Le compte courant d’associé est-il obligatoirement rémunéré ?

Non, la rémunération du CCA est facultative. L’associé peut choisir de laisser ses fonds à disposition de la société sans percevoir d’intérêts. La rémunération est simplement une option fiscalement encadrée par l’article 39-1 3° du CGI.

Que se passe-t-il si le taux appliqué dépasse le taux de référence fiscal ?

La fraction d’intérêts excédant le taux de référence est réintégrée dans le résultat imposable de la société, qui perd ainsi l’avantage fiscal sur la part excédentaire.

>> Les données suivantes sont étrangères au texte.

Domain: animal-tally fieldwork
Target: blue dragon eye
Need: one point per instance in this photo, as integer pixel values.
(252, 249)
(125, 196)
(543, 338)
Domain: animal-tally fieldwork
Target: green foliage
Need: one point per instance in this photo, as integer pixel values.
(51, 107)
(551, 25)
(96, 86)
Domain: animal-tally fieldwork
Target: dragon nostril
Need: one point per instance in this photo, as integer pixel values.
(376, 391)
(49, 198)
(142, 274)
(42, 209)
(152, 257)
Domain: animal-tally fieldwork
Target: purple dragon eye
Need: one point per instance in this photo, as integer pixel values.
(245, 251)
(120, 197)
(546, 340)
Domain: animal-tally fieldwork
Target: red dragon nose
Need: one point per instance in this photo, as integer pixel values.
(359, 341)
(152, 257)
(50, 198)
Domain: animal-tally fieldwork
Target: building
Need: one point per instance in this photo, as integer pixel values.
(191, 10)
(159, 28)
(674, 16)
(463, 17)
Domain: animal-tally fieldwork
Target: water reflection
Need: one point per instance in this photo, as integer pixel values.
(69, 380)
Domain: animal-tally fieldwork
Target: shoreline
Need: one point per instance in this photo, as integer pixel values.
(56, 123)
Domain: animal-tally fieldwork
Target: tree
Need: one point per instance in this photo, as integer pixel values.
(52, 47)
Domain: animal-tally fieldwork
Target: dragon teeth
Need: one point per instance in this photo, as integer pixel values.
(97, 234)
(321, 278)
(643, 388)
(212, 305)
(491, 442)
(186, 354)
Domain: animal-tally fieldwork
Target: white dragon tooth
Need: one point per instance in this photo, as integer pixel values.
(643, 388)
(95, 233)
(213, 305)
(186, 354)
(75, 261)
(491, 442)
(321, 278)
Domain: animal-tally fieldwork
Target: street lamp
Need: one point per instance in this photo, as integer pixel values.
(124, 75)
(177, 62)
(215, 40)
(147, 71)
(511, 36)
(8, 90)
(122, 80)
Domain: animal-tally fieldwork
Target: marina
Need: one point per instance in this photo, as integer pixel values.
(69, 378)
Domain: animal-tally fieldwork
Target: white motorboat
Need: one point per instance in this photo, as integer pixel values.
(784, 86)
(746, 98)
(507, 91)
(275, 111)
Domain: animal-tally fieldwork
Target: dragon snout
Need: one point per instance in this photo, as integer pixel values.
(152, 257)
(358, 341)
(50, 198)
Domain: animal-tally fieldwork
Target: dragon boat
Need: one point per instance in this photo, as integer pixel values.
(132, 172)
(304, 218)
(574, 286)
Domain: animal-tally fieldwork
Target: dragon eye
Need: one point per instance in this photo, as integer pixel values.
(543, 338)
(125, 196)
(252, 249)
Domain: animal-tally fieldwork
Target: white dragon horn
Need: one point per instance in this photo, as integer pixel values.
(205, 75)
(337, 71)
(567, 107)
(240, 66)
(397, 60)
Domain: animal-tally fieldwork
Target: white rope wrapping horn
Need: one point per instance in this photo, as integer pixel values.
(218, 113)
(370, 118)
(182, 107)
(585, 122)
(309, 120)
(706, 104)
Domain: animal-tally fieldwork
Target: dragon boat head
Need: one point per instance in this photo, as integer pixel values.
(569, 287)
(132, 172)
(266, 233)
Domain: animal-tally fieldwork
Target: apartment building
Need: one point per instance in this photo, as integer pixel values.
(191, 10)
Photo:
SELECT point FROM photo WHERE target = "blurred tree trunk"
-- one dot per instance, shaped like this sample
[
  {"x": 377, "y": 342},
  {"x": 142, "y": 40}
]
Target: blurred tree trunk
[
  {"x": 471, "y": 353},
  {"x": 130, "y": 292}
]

La limite applicable aux exercices clos au 31 décembre 2025 est de 4,55 %.

Un associé non-gérant peut-il avoir un compte courant rémunéré ?

Oui. Les règles de déductibilité de l’article 39-1 3° du CGI s’appliquent à tout associé, qu’il soit gérant ou non, dès lors que le capital social est entièrement libéré.

Comment est comptabilisé le compte courant d’associé ?

Le CCA est enregistré au compte 455 « Associés — Comptes courants » dans le plan comptable général. Les intérêts courus sont provisionnés à la clôture de l’exercice et traités comme des charges financières déductibles dans la limite du taux de référence.